Various sociologists have taken part in the debate on primacy of either structure or agency. Karl Marx and Emile Durkheim are among the many sociologists who have made contributions to the debate. Marx advocates for the agency. The theorists believe that individuality in decision making translate to inevitable modification in the societal structure. Marx believes in starting change from the individual level. Marx acknowledges that both structure and agency bring change to the society but has gone ahead to argue that structure forces people to change even when they do not require the change. Agency brings change that is of everybody’s best interest (Marx & Friedrich 473-483).
Emile Durkheim is another sociologist whose opinion on the debate holds water.
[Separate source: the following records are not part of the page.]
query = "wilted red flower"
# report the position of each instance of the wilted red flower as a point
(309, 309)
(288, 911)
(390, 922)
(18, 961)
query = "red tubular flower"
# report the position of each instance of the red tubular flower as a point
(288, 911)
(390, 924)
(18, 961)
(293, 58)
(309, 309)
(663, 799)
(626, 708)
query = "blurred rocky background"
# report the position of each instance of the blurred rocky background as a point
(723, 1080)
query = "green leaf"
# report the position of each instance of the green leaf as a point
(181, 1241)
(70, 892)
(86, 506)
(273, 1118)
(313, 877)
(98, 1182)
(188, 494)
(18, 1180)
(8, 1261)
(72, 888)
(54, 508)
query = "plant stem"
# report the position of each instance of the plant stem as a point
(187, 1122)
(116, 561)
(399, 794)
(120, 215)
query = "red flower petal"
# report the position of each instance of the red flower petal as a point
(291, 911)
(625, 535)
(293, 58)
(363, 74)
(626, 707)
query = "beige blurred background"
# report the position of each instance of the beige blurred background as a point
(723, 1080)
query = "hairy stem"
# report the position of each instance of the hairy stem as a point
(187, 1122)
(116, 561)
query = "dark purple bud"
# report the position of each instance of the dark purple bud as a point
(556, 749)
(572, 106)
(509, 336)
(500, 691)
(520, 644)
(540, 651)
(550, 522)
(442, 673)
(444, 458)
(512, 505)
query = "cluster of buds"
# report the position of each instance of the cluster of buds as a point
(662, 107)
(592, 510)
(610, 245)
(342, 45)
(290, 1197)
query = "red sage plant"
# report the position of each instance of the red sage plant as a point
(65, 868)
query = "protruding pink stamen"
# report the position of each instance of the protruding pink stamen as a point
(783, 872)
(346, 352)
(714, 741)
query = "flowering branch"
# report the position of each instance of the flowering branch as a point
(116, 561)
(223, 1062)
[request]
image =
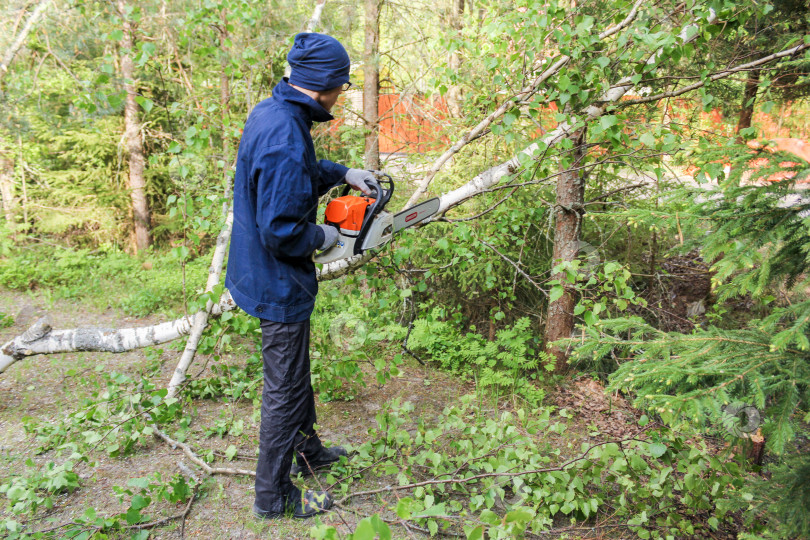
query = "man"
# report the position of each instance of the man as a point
(270, 271)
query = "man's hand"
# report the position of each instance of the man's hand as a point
(357, 179)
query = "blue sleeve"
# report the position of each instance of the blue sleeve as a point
(332, 174)
(284, 203)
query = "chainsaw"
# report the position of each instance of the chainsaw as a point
(363, 223)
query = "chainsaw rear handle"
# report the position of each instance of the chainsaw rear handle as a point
(382, 194)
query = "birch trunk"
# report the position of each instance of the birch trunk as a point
(453, 96)
(132, 128)
(201, 317)
(568, 211)
(371, 85)
(7, 187)
(42, 339)
(11, 52)
(749, 99)
(31, 343)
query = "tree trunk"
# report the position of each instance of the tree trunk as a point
(371, 85)
(453, 96)
(7, 188)
(224, 88)
(568, 212)
(749, 99)
(132, 129)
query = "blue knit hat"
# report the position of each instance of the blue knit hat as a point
(319, 62)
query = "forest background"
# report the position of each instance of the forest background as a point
(603, 333)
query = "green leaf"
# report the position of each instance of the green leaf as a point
(657, 449)
(490, 517)
(608, 121)
(139, 502)
(404, 508)
(146, 104)
(364, 531)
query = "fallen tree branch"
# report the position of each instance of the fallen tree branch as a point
(191, 455)
(201, 317)
(717, 76)
(42, 339)
(503, 474)
(508, 105)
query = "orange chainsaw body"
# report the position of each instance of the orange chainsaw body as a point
(347, 213)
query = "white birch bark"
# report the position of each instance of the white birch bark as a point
(215, 270)
(40, 339)
(201, 317)
(508, 105)
(15, 47)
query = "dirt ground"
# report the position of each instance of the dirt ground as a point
(40, 388)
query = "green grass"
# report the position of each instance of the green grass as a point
(145, 284)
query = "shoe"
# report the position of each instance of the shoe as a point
(307, 505)
(326, 458)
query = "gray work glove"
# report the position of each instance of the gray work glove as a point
(357, 179)
(330, 236)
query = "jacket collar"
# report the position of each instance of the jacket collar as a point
(312, 110)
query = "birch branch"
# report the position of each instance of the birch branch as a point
(508, 105)
(491, 176)
(721, 75)
(42, 339)
(15, 47)
(201, 317)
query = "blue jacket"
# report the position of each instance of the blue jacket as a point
(275, 201)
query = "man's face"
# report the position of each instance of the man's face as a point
(328, 98)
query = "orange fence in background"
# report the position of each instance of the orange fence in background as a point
(412, 124)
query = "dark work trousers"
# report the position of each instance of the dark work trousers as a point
(288, 412)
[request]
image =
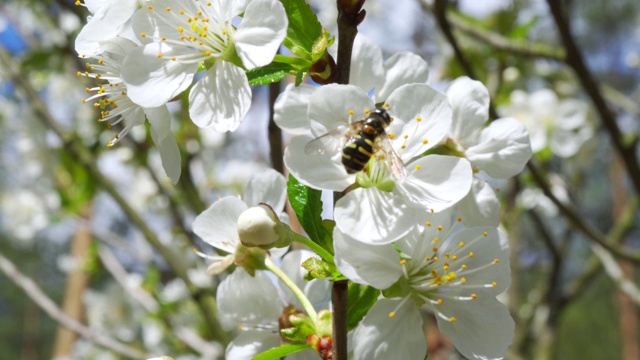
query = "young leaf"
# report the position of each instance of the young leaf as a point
(307, 205)
(304, 27)
(268, 74)
(361, 299)
(281, 351)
Unlike Karl Marx, Durkheim advocates for the uses of structure to instill change in the society. He argues that individuals do not bring change that can influence the entire society. They just bring change based on personal needs. Structure on the other hand brings uniform change to the entire society with reference to the underlying societal needs pinpointed by the authority. He further argues that individuals should not be allowed to formulate their own thoughts. He strongly believes that for the best of the society, structure is important (Durkheim 50-59).
In the debate on who is to blame for the current economic crisis, one can directly apply Marx and Durkheim’s theories on structure versus agency. It is vividly clear that Marx would blame the financial institutions that have designed to vend unbearable mortgages to the people (Powell Para 8).